Is it valid to use an ARMAX model for TV Attribution? Suppose I have a website which has some baseline hourly traffic. I also run TV advertising intermittently which drives up my web traffic. I want to determine how much effect my TV advertising is having in terms of driving up web traffic.
If I fit an ARMAX model with hourly TV advertising spend or impressions as exogenous variables, is it valid to claim that the AR terms represent the "baseline traffic" while the regression terms represent the traffic that should be attributed to TV advertising?
Here is some example code of what I'm trying to do:
library(forecast)

xmat <- as.matrix(cbind(data[,c("AdSpend","Impressions")]))
xvar <- data$WebSessions

fit <- Arima(x=xvar, xreg=xmat, order=c(12,0,0), include.constant=FALSE)

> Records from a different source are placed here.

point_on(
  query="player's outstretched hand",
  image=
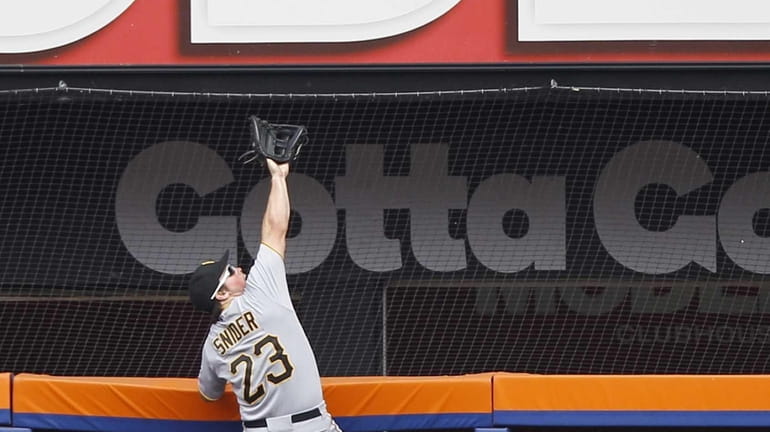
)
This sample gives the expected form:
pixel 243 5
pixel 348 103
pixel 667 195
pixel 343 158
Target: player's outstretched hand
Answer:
pixel 276 169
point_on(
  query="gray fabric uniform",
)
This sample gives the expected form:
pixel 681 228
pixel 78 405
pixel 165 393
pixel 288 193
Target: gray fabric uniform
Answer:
pixel 259 346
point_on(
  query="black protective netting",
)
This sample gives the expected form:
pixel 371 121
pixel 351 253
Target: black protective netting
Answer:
pixel 546 230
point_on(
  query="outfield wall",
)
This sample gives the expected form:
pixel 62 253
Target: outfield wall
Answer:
pixel 489 400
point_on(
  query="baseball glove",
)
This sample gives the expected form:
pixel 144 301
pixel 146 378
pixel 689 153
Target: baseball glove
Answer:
pixel 279 142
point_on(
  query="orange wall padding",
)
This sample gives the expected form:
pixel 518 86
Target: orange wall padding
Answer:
pixel 56 402
pixel 159 398
pixel 367 396
pixel 631 400
pixel 5 398
pixel 632 392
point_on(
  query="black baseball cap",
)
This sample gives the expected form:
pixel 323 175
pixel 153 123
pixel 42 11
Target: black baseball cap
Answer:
pixel 206 280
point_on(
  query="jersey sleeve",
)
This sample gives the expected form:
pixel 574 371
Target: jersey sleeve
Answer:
pixel 267 277
pixel 210 385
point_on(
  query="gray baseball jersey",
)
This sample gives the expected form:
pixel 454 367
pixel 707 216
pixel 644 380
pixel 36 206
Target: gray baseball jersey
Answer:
pixel 259 346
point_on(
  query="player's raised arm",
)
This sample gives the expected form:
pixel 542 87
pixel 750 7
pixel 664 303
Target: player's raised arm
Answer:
pixel 275 222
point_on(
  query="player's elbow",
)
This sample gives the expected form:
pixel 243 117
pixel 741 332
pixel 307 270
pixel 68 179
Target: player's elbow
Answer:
pixel 207 398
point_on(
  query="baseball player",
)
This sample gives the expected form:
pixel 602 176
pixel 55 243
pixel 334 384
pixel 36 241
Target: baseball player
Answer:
pixel 256 342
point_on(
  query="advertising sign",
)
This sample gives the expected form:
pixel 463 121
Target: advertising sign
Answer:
pixel 380 32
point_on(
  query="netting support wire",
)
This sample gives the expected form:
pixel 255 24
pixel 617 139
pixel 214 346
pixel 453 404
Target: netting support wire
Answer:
pixel 556 86
pixel 385 330
pixel 112 92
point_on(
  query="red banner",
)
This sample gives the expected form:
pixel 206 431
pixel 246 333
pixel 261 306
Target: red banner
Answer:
pixel 237 32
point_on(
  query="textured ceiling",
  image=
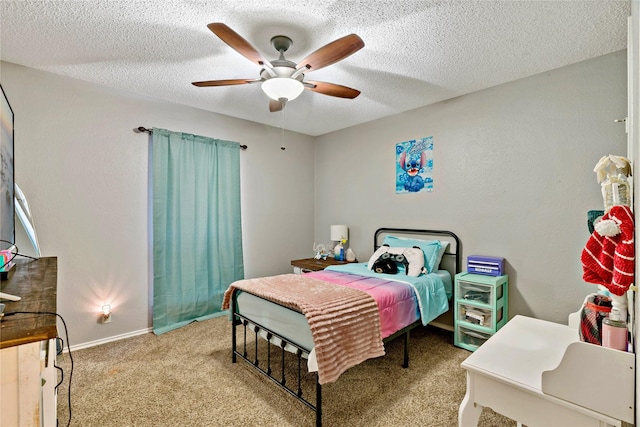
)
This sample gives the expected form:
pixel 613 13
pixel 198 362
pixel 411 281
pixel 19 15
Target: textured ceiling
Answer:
pixel 416 52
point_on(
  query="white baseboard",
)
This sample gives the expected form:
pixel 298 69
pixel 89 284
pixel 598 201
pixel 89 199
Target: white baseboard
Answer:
pixel 110 339
pixel 442 326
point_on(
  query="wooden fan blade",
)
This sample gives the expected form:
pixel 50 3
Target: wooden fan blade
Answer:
pixel 332 89
pixel 275 105
pixel 332 52
pixel 224 82
pixel 237 42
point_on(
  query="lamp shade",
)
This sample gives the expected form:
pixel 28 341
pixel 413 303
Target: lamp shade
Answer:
pixel 282 87
pixel 339 232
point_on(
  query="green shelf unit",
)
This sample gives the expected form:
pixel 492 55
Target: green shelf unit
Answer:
pixel 481 308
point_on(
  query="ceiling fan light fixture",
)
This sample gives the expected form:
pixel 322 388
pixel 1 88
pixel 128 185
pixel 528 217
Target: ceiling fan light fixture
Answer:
pixel 282 87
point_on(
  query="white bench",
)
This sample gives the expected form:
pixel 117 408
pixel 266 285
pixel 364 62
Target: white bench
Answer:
pixel 540 374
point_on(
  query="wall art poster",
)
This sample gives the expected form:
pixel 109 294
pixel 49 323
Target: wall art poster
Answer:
pixel 414 165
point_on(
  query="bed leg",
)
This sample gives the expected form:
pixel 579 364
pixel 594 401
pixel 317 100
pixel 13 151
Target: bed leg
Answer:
pixel 405 364
pixel 318 404
pixel 233 328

reg_terms <- fit$coef["AdSpend"] * data$AdSpend + fit$coef["Impressions"] * data$Impressions
AR_terms <- fitted(fit) - reg_terms

I can then create a stacked area chart using AR_terms (the baseline hourly web traffic) and reg_terms (the TV attributed hourly traffic).

Is this a valid approach?
Thanks for the help.
 A: This is an excellent question. I recommend that you get a cup of coffee and carefully read through Rob Hyndman's blog post on "The ARIMAX model muddle".
Basically, the answer is no. If you fit a straightforward AR(I)MAX model, your covariate coefficients cannot be interpreted as the promotion effect. The problem is that a change in a covariate value will have an effect on the forecast that depends on prior fits. This is very hard to interpret and to communicate.
However, not all is lost, because your call to R's Arima() does not, in fact, fit an AR(I)MAX model. Rather, it first regresses your observations on the covariates, and then models the residuals with an AR(I)MA process. That is, it fits a so-called regression with AR(I)MA errors. And for this model, your interpretation - the covariates and their coefficients capture promotional effects, while the ARMA part captures "the rest" - is perfectly valid.
Now, whether an AR(I)MAX model or a regression with AR(I)MA errors produces better forecasts I don't know. Given that I don't know an easy way to actually fit an AR(I)MAX model in R and the interpretational difficulties described above, I'd recommend that you don't worry overly over true AR(I)MAX models and stick with what Arima() gives you.
However, I suspect that web surfing and TV watching may have multiple-seasonalities - the intra-day patterns may well be different between the weekend and the rest of the week. I don't see this in your plot, but you may want to look whether your data exhibit this. If so, there has been some work on forecasting with multiple seasonalities, mostly using variants of Exponential Smoothing and/or State Space Models. Some of these may be able to simultaneously model multiple seasonalities and explanatory variables.